Jobineries

Blogue de Gilles G. Jobin, Gatineau, Québec.

dimanche 18 novembre 2012

De toutes les Paroisses, page 76

Le silence est un vengeur élégant et fier.

Les femmes les plus prisonnières de maris exigents sont souvent les plus inconsolables dans leur veuvage : on dirait que leurs chaînes leur manquent.

Le temps de la maladie est le temps de la grâce : le monde fuit, les pensées vaines s'éloignent, on en a fini avec les considérations humaines, Dieu nous parle, et la mort, de temps en temps, vient s'asseoir, câline, au pied de notre lit.

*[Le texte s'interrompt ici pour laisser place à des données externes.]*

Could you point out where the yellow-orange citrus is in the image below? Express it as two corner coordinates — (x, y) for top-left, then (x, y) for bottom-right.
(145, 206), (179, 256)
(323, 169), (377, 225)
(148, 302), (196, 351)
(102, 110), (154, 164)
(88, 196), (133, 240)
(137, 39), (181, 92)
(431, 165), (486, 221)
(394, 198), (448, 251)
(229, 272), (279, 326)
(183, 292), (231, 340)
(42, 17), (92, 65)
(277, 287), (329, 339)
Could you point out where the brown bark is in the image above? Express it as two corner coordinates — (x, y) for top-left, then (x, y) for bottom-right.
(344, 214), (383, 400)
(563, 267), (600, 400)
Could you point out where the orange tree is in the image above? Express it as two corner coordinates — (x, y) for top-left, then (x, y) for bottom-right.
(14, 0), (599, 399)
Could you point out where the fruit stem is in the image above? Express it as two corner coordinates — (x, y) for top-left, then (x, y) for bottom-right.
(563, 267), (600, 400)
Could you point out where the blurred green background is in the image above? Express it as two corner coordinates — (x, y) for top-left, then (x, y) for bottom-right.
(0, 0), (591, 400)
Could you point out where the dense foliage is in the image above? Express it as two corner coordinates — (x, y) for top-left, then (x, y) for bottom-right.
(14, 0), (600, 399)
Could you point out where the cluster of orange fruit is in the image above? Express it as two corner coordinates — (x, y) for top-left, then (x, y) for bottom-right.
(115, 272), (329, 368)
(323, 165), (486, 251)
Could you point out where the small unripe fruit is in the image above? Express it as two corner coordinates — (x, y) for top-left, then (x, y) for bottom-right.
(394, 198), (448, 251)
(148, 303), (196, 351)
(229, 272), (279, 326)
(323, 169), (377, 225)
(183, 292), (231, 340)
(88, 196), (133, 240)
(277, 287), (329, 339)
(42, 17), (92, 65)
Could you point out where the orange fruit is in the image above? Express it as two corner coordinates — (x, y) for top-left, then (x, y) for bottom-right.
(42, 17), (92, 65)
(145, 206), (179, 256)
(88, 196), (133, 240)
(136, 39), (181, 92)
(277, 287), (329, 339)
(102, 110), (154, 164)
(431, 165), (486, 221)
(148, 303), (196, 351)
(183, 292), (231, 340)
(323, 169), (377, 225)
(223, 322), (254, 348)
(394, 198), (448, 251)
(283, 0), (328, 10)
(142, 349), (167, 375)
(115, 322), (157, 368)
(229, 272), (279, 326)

Une femme attend d'être prise par l'amour pour songer à se défendre, c'est vraiment un peu tard.

Ce qu'on a véritablement de moins à soi, c'est son argent.

L'insuccès nous fait ausculter nos prétentions.

Anne Barratin, De toutes les Paroisses, Ed. Lemerre, Paris, 1913

samedi 17 novembre 2012

De toutes les Paroisses, page 75

L'ami devait être l'autre nous-même, celui qu'on sert avant soi : voilà le portrait. Où est le modèle?

Quand une limite arrive, elle semble toujours avoir été proche.

Ayons le coeur fier, mais l'esprit humble.

Les extrêmes vont quelquefois bien ensemble, s'étonnant l'un l'autre.

Que de regrets donne le mensonge passager à celui qui n'a pas l'habitude de mentir !

Un flâneur est plus terrestre qu'un rêveur, son horizon s'étend moins loin.

Anne Barratin, De toutes les Paroisses, Ed. Lemerre, Paris, 1913

vendredi 16 novembre 2012

De toutes les Paroisses, page 74

Chez soi, il faut être chez soi, mais pas chez les autres.

La vie demande toujours, et, quand on ne lui donne pas, elle prend.

Aie mince confiance dans tes moyens, grosse confiance dans ta sottise.

Sache te faire société.

C'est souvent bien cher, un beau mari.

L'amour nous donne le vertige, pour éviter avec nous toute discussion.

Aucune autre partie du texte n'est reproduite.